А что завелся, что покраснел–то как мальчик? – вдруг спрашивал, откидываясь и глаз не спуская, почти весело спрашивал этот полузнакомый, так он изменился за три–четыре года последние, человек, так много где–то всего узнавший: нет, всамделе?!. Знаете! Ну, может, не на уровне слов там, фактов, – но шкурой чуете, где она и что почем. И эта... Интеллигенция эта, сука, тоже знает. Дурака только валяет: «ах, кто вас там разберет, левых–правых; вот же указ вышел – правильно же пишет, тоже ведь порядка хочет, мира, да и быть того не может, чтоб на таком верху – и врали так; нет–нет, я, знаете ли, в чем–то верю... – гниды! Вот кто гнида у нас всероссийская, дважды продажная с семнадцатого... напоганила и в кусты опять! Только зря это она думает, что отсидится – ну, зря же! Что забудут ей. И что ты мне ни говори, а знают они... знаем мы, кто такие мы есть. В самом где–нибудь ливере, нутрянке, через субботу на пятницу – но про подлянку свою знают, гады! На то мы русские, чтоб это знать.

Говори вот с таким.

Но и сам–то под простака придуряться мастер, всегда за ним водилось это, а книжный свой шкаф, между прочим, набил мудреным всяким. Кто–то там растолковывает все ему, по словам его – чуть ли не мудрец, обещал даже познакомить. И жене приказал молчать, что второй или уж третий год на заочный юридический, что ли, ходит, племяш летом проговорился, с мамкой приехавши: «И сестренка учится, и папка, один я не учусь... – И восхитился, когда в кухню дворовую впервые зашел: – Ой, у вас мух сколько!» – «А у вас что, нету их?» – «У нас только одна всего», – печально сказал он.

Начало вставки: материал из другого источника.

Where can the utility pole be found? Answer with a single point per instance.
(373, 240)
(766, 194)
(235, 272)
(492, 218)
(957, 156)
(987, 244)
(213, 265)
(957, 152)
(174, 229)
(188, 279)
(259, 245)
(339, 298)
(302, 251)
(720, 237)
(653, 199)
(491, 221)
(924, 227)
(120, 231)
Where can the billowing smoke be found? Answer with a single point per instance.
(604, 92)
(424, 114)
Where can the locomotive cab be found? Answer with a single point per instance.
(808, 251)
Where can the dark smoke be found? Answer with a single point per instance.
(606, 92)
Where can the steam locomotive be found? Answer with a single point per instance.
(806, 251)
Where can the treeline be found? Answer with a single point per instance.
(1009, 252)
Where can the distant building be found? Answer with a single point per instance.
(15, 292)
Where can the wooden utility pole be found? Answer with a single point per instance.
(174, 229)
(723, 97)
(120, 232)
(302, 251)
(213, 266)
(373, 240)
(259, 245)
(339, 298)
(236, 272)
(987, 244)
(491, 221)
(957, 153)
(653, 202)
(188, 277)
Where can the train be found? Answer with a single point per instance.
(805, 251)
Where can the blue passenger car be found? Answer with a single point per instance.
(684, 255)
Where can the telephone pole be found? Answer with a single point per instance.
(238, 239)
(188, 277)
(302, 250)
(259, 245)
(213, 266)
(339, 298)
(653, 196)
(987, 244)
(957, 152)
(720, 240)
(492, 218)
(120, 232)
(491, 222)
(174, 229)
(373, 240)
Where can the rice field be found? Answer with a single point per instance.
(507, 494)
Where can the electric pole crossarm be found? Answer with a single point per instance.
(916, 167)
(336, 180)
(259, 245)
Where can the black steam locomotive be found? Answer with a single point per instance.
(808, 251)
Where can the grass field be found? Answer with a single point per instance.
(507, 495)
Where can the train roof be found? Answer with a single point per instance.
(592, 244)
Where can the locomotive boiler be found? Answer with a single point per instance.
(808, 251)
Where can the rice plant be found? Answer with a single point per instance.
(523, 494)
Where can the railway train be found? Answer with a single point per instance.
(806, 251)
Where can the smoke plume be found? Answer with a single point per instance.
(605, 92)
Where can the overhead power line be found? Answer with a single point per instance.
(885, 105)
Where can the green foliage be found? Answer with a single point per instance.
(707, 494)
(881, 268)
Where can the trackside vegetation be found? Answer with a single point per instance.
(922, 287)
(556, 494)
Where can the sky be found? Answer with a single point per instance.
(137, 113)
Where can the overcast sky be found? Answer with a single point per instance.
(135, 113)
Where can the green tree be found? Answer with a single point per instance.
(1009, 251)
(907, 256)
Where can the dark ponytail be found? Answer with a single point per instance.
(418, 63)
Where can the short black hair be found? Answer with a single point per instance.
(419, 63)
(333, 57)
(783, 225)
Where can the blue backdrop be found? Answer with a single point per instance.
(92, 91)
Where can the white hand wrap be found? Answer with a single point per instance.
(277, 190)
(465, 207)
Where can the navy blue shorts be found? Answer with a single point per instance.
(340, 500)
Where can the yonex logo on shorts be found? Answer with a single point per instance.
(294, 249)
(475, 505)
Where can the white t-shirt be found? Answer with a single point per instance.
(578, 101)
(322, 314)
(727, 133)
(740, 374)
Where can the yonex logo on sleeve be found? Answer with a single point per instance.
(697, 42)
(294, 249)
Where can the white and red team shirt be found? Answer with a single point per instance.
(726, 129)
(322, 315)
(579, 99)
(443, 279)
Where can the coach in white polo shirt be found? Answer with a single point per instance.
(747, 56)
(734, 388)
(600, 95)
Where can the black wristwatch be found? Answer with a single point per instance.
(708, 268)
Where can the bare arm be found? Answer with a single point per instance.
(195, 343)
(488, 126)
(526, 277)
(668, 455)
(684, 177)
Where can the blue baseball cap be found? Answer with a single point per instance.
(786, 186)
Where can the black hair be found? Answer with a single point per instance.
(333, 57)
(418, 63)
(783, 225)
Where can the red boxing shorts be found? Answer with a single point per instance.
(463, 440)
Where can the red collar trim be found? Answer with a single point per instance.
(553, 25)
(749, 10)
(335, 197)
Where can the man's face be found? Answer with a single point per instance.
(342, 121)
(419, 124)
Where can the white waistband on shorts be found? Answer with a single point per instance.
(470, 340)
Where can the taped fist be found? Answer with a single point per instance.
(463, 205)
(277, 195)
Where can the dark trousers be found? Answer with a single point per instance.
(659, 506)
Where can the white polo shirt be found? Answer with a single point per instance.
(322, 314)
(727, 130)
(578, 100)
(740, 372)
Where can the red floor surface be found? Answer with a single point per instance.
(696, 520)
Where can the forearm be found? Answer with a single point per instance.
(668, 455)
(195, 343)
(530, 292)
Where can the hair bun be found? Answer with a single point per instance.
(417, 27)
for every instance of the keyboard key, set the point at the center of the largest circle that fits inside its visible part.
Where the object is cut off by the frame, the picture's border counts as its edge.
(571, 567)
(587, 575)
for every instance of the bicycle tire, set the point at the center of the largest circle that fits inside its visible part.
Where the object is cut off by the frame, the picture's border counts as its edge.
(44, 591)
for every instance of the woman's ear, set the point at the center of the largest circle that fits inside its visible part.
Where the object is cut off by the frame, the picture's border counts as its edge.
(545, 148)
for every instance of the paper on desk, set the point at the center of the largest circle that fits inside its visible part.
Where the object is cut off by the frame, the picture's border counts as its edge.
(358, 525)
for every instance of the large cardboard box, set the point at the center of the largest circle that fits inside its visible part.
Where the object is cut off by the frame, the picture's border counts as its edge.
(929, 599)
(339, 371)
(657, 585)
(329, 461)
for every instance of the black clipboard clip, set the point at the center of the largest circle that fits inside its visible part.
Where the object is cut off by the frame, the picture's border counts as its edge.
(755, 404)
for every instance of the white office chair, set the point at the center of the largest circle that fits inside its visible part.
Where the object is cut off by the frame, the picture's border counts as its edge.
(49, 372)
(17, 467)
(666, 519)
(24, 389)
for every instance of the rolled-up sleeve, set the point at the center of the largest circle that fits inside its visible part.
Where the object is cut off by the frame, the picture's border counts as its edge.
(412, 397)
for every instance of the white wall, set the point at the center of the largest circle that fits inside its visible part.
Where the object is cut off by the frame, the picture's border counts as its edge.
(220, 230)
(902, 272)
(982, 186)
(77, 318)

Пошли дома поновее, места просторней и голее, небо мелькнуло раз, другой – но тоски не убавилось, будто ее, спертую, так и везло в этом забитом людьми, их дыханьем, потом и парфюмерной вонью, подневольном объеме куда–то навывоз, хотя вроде везде ее хватало теперь... для кого, зачем? Нет, видно, еще не везде, и вот развозили ее все дальше, дальше, и, как городская свалка, она расползалась, огромная, однажды им виденная, поганя отбросами и подминая навек уже под себя начавший серебриться было ковылек, степное пахучее черноземье, какому не прорасти теперь уж ничем... И какой–то в ней, тоске, или в нем самом, госте здесь, вопрос был, невнятный, – маял и языка себе, слова не находил. Денек, что ли, такой был, а с ним вместе дни эти, мало сказать – неспокойные; но в них же, под их пролетавшими где–то в страшащей высоте крылами, под бессильно торжествующим визгом радиопозывных была, жила явственно, стояла неколебимо какая–то не тишина даже – тишь. И весь вопрос, а может ответ сам был – там, в тени той тишины...

Троллейбус, колыхаясь, раскачивая в себе человеческую массу, завернул в заросшую кленами улицу и завыл, скорость набирая. Розово–дымный, стоял за домами недвижный закат – над скопищем частной застройки в низине, над облетевшими давно и наголо тополями поймы, притонувшими в сизом, исподнем туманце позднем, во мгле подступающей ночи. И в одном месте сквозило в нем, закате, – просвет не просвет, лагуна ли прозрачная с палевым, с нежным донцем далеким–далеким, с облачком света... что–то сокровенное, да, не то чтобы подсказать пытающееся, но томящее. Безвыходно томящее, нехорошо, лучше не смотреть.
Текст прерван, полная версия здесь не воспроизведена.